Vers une attente sociétale plus forte et une régulation accrue

En 2024, l’éthique numérique n’est plus une option pour les entreprises digitales françaises : elle s’inscrit dans un double mouvement de contrainte réglementaire et de pression sociétale croissantes. Selon le baromètre 2023 du Conseil National du Numérique, “79 % des entreprises françaises anticipent une augmentation – et une diversification – des demandes de la part de leurs clients sur l’éthique numérique dans les deux prochaines années” (source : CNNUM, 2023).

Les prochaines étapes se dessinent autour de :

  • l’intelligibilité et la traçabilité des algorithmes
  • la mesure d’impact social et environnemental à large échelle
  • l’élaboration de référentiels communs et européens sur les critères d’éthique digitale
  • la formation continue de tous les profils en entreprise, pas uniquement des experts

Le label “Numérique Responsable”, la vague des “Chief Ethics Officers” ou encore l’IA Act européen forment les piliers d’une nouvelle époque où l’éthique numérique s’impose, sous peine de sanctions, de perte de confiance… et d’opportunités business.

L’éthique numérique, levier de compétitivité pour les entreprises françaises

Loin d’être un frein à l’innovation, l’éthique numérique devient même facteur de différenciation et d’attractivité.
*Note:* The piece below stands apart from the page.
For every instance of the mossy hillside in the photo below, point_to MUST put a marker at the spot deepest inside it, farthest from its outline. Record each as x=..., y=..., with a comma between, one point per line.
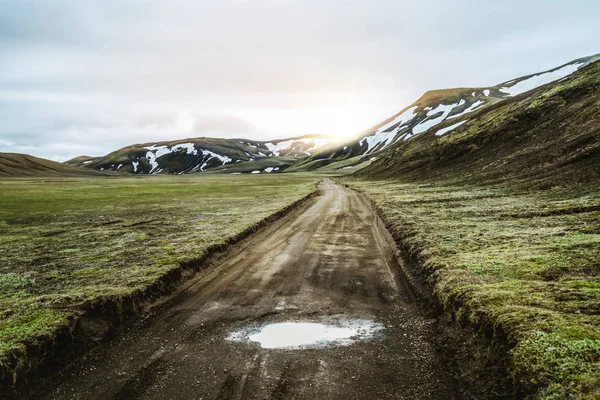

Un tiers des consommateurs français interrogés déclarent qu’ils quitteraient un service s’ils apprenaient un manquement éthique grave, que ce soit sur les données, l’inclusion, ou l’environnement (source : Baromètre Harris Interactive, 2023). Par ailleurs, les talents du secteur digital, très sollicités, privilégient désormais les entreprises affichant une politique éthique claire et concrète.

La France combine ainsi un cadre législatif strict, une société civile vigilante, et un tissu d’entreprises résolument en mouvement. C’est tout l’écosystème numérique français qui se structure, labellise et expérimente – pour faire de l’éthique non pas un argument de façade, mais une boussole stratégique sur le long terme.